After the war, Ruby earned her masters degree at BYU and continued her teaching career at the Intermountain Indian School in Brigham City in 1950. She had applied for a position in the Davis County School District in the late 1940s, but the superintendent said, as she recalled, “‘We have never hired Negroes and we will not hire Negroes in the Davis School District.’” She responded, “I’m not asking you to hire Negroes. I’m asking you to hire me.” Years later, after the civil rights movement helped change hiring practices, she did teach in the Davis School District as likely the first Black teacher in Utah.
Ruby loved children and wanted to help them reach their potential as a teacher. As her daughter recalled, “She loved to teach people that they could do anything they wanted to do.” Ruby received the Huntsman Award of Excellence in Education in 1992. And 2011, the Davis School District named four scholarships after her for college-bound students of color who want to be teachers.
Grandma Ruby also worked to help children outside the classroom. She served as a Girl Scout leader for 60 years and started Scout programs for both girls and boys in Davis County. Ruby focused her time as well on helping disadvantaged students and school dropouts. She was sent as a delegate to White House Conventions for people with disabilities and served on the PTA board for her school, as well as serving on statewide ethnic advisory boards. Her passion for helping children stayed with her for her whole life; after she retired she often volunteered as a speaker for at-risk teens.

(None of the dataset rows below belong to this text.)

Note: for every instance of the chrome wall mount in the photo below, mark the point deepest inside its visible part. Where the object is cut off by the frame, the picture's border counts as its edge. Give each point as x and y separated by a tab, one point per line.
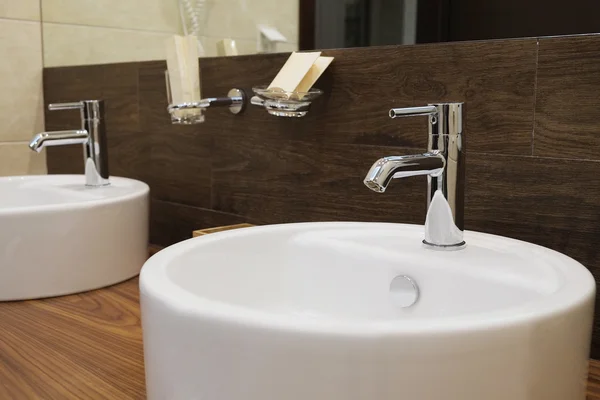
444	165
193	112
92	135
284	104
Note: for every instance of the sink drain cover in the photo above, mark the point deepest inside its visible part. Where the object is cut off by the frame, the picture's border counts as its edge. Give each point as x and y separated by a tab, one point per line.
404	291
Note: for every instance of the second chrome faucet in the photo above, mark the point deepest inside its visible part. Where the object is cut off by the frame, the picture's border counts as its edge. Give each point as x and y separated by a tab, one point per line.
92	135
444	165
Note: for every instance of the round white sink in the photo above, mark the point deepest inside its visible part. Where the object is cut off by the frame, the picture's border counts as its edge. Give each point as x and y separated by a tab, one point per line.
58	236
315	311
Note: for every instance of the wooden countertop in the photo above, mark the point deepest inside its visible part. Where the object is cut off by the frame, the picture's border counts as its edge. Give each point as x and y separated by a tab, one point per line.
88	346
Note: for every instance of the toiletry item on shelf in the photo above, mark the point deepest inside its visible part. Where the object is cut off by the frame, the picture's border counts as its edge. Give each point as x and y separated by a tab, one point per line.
294	71
313	74
226	47
291	92
184	73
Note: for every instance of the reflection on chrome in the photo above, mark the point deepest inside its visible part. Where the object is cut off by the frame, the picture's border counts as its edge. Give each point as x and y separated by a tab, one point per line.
444	165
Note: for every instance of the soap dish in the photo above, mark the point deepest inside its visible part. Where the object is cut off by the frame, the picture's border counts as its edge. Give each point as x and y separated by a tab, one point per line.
193	112
284	104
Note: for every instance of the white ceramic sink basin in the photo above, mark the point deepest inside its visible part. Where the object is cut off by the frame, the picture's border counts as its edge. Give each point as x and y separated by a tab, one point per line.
309	312
58	236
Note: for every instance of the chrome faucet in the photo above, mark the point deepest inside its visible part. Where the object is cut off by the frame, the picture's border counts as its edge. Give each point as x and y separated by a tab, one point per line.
444	165
92	135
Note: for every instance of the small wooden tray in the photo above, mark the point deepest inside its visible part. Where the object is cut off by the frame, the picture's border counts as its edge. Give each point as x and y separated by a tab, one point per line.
208	231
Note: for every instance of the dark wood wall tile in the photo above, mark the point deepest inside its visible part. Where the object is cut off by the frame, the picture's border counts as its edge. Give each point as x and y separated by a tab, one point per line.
261	169
178	154
567	111
171	222
289	181
496	80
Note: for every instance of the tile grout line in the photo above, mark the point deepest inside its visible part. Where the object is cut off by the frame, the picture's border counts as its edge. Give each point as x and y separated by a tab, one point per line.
537	64
115	28
11	19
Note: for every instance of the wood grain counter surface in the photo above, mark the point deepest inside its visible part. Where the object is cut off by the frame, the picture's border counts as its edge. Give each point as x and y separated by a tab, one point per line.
88	346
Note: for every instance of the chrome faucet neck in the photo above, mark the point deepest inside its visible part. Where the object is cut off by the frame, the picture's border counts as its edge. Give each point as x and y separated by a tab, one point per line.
444	165
92	135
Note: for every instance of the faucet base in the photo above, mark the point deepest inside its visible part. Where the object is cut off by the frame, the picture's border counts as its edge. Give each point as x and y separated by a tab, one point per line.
445	247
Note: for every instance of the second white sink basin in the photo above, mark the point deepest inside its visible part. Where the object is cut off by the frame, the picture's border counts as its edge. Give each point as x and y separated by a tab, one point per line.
58	236
322	311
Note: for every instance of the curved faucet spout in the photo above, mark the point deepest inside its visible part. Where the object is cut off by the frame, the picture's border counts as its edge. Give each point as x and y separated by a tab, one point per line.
385	169
58	138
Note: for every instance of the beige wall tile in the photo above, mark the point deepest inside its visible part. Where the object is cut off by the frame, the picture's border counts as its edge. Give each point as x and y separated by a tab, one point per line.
21	98
238	18
286	47
20	9
151	15
18	159
81	45
244	46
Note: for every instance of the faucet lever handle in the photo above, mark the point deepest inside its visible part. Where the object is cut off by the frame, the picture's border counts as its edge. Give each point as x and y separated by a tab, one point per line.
77	105
413	111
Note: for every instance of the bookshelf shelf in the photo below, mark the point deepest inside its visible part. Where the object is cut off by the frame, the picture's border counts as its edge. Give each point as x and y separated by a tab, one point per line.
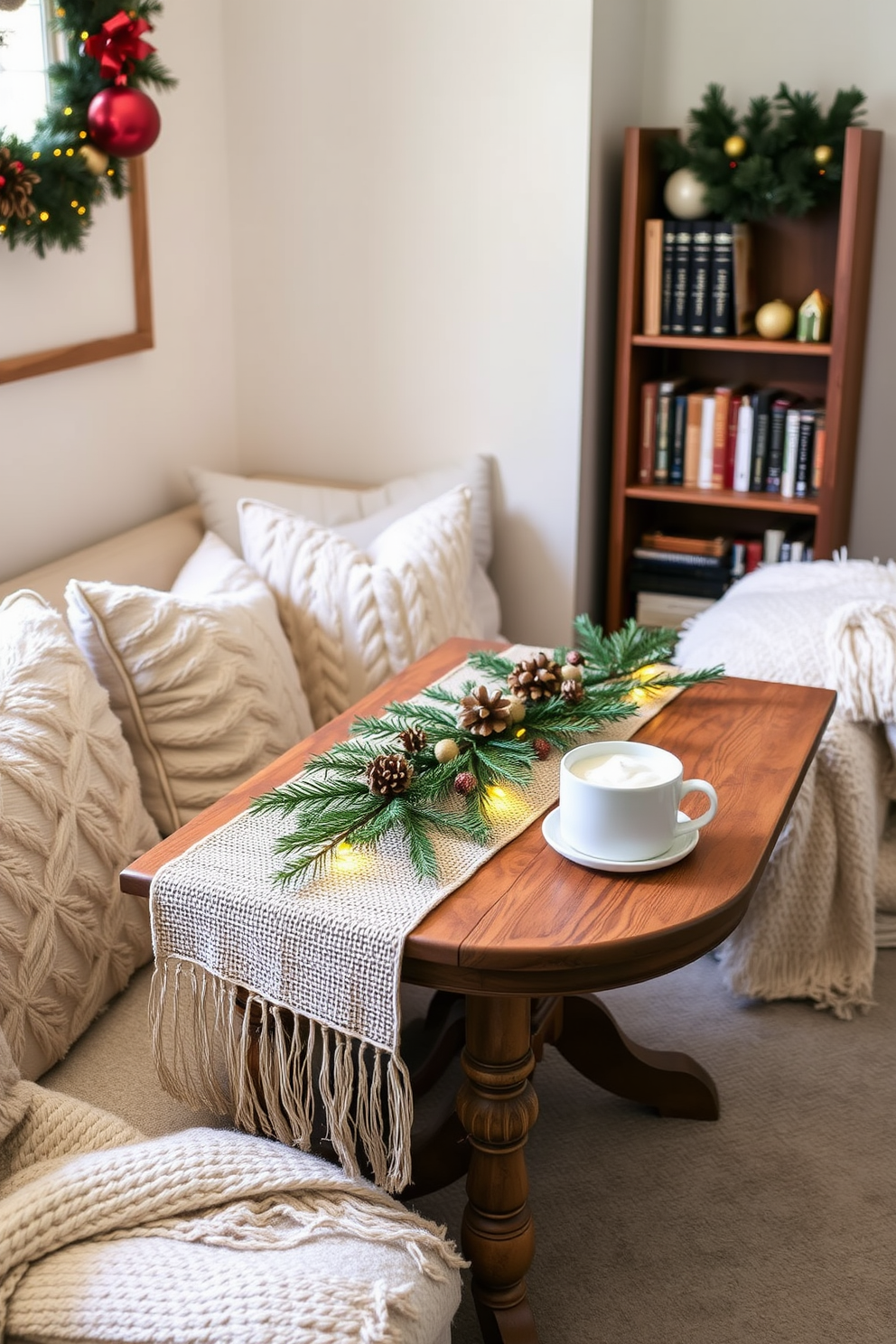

Although teaching was Ruby’s passion, she had a myriad of other noteworthy accomplishments in her life. She was the first Black woman to be awarded Utah Mother of the Year in 1977. Additionally, she served as the first president of the NAACP branch in Ogden when it began in the 1940s as the first NAACP in Utah. The NAACP honored her lifetime of service at a banquet in 2009. Ruby was also vocal in her political beliefs and served four terms as a chairperson of the Davis County Republican Party. Her political beliefs changed over time, though, and she campaigned for Barack Obama in 2008.
Ruby was recognized throughout her life for her constant work to better her community. She passed away in 2018 at the age of 102, having spent her life dedicated to educating kids and advocating for her beliefs. As her obituary stated, “Ruby loved life, working with young people and giving back to the community. She had love and respect for all people.”
Sophie Dau is a rising senior at Rowland Hall and plans to study history in college.